I want to challenge all my non-Catholic Christian friends and brothers to take ownership of your dissent. There's a false ecumenism out there that says we are united in the essentials of faith. We're not. If we were, we wouldn't be having this discussion. Just know that what Holy Mother Church aims to do is challenge the credibility of the foundations for that dissent. You're not Catholic? Super. Then you cannot be united to me (fully) and the rest of the brethren who are. Anybody who tries to build a "unity" based on propositions, or warm fuzzies, or anything else is wasting your time. All of you have a real but imperfect union with the Church, insofar as you do not know that you ought to be Catholic. I digress. That's important because if it is Christ and Him alone that we seek, then we must find him where he is.
If Dylan Klebold or some other killer had a room full of Catholics at gunpoint, and he was going to kill them all, would you say you were among them? Leave aside the question of whether you could save them by giving your life. How important would the niceties be, at a time like that? Let's even say he doesn't know the theological niceties. You gonna stand apart, because 'FAITH ALONE!' and these people probably think God loves them for trying hard, anyway? I don't think so. At least that's true for me.
So I had to realize, if I wasn't ready to die for the particularities of what I'd been taught--we're talking much more specific than, "Jesus loves me, this I know"--then, firstly, I was unserious about the mission upon which I intended to embark as a minister of the gospel. Secondly, I owed it to the very men who were my forefathers in faith to take that faith as seriously as they did. You know, taking ordination vows is a dying to yourself. And those, even when imperfectly and invalidly done, are to God, not to men. And so it is that the heart of the question comes to be seen: Am I certain that these men, and not some other ones elsewhere, are acting in God's person, on His authority, in doing this?

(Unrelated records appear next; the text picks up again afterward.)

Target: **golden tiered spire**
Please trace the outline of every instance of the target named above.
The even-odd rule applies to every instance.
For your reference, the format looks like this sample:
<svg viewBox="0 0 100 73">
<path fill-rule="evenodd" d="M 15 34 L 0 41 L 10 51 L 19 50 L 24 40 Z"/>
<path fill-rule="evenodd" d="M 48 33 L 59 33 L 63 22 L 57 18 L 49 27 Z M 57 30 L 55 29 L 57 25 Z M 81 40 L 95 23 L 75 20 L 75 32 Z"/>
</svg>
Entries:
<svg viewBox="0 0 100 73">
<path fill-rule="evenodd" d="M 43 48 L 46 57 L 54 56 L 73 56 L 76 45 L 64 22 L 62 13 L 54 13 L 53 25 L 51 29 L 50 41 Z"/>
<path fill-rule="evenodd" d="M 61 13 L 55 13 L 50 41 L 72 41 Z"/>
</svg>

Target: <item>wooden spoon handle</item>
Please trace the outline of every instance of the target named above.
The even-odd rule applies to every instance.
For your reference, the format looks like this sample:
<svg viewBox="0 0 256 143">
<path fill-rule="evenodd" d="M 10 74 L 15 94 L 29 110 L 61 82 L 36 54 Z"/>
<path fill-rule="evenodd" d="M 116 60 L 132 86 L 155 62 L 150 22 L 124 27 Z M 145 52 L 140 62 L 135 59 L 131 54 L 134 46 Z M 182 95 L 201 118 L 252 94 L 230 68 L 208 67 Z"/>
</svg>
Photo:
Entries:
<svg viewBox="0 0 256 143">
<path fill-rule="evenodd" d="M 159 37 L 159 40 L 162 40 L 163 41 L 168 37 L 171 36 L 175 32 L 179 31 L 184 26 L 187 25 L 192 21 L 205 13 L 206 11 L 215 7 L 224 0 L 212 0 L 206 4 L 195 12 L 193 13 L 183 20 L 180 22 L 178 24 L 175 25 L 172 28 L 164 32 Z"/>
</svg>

It is in fact these men I would have gone to had I doubted the doctrine of Christ. Not, mind you, to some concept of the Church, but to the very expression of it that I had known. I cannot imagine the truth; I have to hear it. And if these men cannot, on God's authority, tell me what God says, firstly, why would I ask? And second, we do not simply know the gospel, we do the gospel. When the full implications of this run up against the historical witness and claim of the Catholic Church, there is only one thing left to do.
Because I have to know, as a Christian, that the liturgical actions I take, and that are done to me, come from God, with his sanction. At its heart, Christianity is a sacramental faith; this is because Christ is the Word Incarnate. Simple as that. God in Christ has chosen to work through people. All the better reason to ask whether certain men have been sent by God as his ministers. So, at the risk of being rude, spare me the chatter that we are united by we know not what. Our needs demand that we know what God has spoken--and what he has not--and to whom he has spoken--and not. At the very least, this truth should put to death the whole, "We won't know this side of Heaven" approach to the problem of our disunity. Jesus is not a grief counselor, who sits with you in grief, and says, "I don't know" when confronted with the unanswerable question. The present state of Christianity is not a mysterious act of God; it's an entirely avoidable tragedy. A bunch of wicked people doesn't change the truth about the Eucharist, or Christ's resurrection. If our need is holiness, then our need is not new truth, and a new method of finding it.
If we are to be with Christ, we should want all of Him, and all the truth that comes from Him.